Periodically I would try Merlin on my phone. Sometimes it would have trouble finding my location and then crash. Sometimes it wouldn't even get that far. 

I was resigned to depending on myself - bad eyes, ears and legs - to find birds, bothered by thoughts of what I could be missing because the calls were too faint or high in pitch for me to hear. 

This story has a quasi-happy ending. Merlin still does not work consistently. In fact, it has been about as easy to get Merlin to accompany me as MH. I've gotten Merlin to work on my phone after multiple crashes by turning the app on, leaving it alone long enough to load all the things it needs to work and then hitting the record button as a bird sings overhead. But this does not always work. I now have to be patient to use this app, and patience is not one of my usual traits.

So when it comes to technology I've been reminded it is better for me to trust the computer in my brain, enjoy what birds I can find on my own and not fuss about what I can't. 

Sunday, April 13, 2025

Rebirth

This is the time of year when I am always amazed my plants have survived the winter, especially the older trees and shrubs in the backyard. The apple tree, lilacs, pear tree and viburnum are leafing. The dogwood is showing buds that will become flowers two years after half of the tree died and had to be cut down. The daffodils, after several false starts when the weather turned cold, have bloomed in profusion. Many of the irises I moved to another plot last year are growing despite chipmunks at first digging them up. 

After the haircut (Margo D. Beller)

As usual in the spring deer found a way to get through a weakness in the netting to eat some of the euonymous bushes as they started to put out fresh growth. So the fence posts were straightened and increased, the netting restrung. Before doing that I hacked the euoymous shrubs back severely. The plants are secure but now I wonder how I'll be able to do maintenance when the daffodils die back in a few weeks.

I have not dealt with putting the canna pots out front yet because we've had weather see-sawing between above and below average temperatures. With the chipmunks in mind I am going to limit what pots I put out front, including any herb or vegetable I may buy to grow.

Finally, I had to give my houseplants a haircut after leaving them untended (except for watering them) all winter. They won't go out to the enclosed porch before Memorial Day, and I plan to be very careful to monitor for any insect invasion, such as last year's fungal gnats.

Before it was brought inside for the winter in 2024.
(Margo D. Beller)

The most problematic, as usual, was the big houseplant.

You'll recall I had allowed this once-small houseplant to get so big it had become very difficult to move in winter, especially up and down the three steps to my front room. Last year I tried leaving it outside but when the wind blew it would fall over, despite its bracing. I moved it inside the porch into the corner where it would get a few hours of sun. Alas, when it got very cold the plant became very stressed. I've never intentionally killed a plant and wasn't about to start. So I brought it inside to the kitchen, but it didn't get any natural light there. I wound up moving it into a corner of my vestibule where it would get some light from the front room.

After several months a strange thing happened: Despite dim light and dry heat, it started growing new leaves for the first time in years.
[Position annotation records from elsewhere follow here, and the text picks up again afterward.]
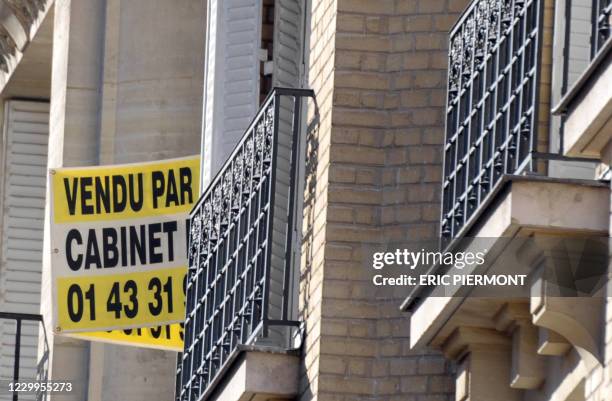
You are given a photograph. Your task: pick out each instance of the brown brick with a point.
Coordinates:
(350, 23)
(377, 24)
(414, 384)
(418, 23)
(431, 6)
(403, 366)
(431, 365)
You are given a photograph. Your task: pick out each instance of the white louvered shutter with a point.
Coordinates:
(231, 82)
(286, 61)
(26, 133)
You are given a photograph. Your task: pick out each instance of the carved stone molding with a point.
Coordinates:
(19, 22)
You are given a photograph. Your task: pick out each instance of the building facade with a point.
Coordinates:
(327, 129)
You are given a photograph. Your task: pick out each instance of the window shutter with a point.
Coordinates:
(26, 133)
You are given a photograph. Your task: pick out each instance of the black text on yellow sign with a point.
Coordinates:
(124, 192)
(167, 337)
(119, 240)
(86, 303)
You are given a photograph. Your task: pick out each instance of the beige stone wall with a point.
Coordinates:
(377, 146)
(126, 87)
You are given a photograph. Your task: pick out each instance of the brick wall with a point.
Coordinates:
(378, 69)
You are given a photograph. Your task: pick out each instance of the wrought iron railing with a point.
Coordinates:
(601, 15)
(240, 247)
(491, 115)
(19, 320)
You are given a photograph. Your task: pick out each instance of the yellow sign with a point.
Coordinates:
(168, 337)
(119, 241)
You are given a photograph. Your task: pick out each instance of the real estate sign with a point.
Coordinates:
(118, 242)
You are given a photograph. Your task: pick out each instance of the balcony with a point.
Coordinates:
(240, 311)
(506, 196)
(20, 336)
(493, 101)
(602, 10)
(586, 108)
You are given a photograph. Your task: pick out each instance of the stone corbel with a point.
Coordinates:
(551, 343)
(576, 319)
(562, 267)
(484, 364)
(527, 366)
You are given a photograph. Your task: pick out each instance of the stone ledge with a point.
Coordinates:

First that growth was at the top, the new leaves scraping the ceiling. But then the plant started growing from the bottom. Now what to do? Well, when the top leaves started dying en masse, it was easy to decide to use my lopper and chop down what had become an unwieldy tree. With the braces that had held up the plant now gone (and used to reinforce the deer fencing) it was much easier to move the pot to the front room.

Spruce at right, watching the big plant.
(Margo D. Beller)

The other morning I told Spruce Bringsgreen, the blue spruce we planted in 2007, what I had done and why his plantmate would not look the same when back on the porch this year. Last year Spruce had watched over this plant once I moved it inside and fretted about what to do as winter approached.

"That's OK," he said. "I understand why that had to be done. Rather than kill it outright you gave it a new chance to live and grow."

True, I said, and that's what Spring is all about - rebirth.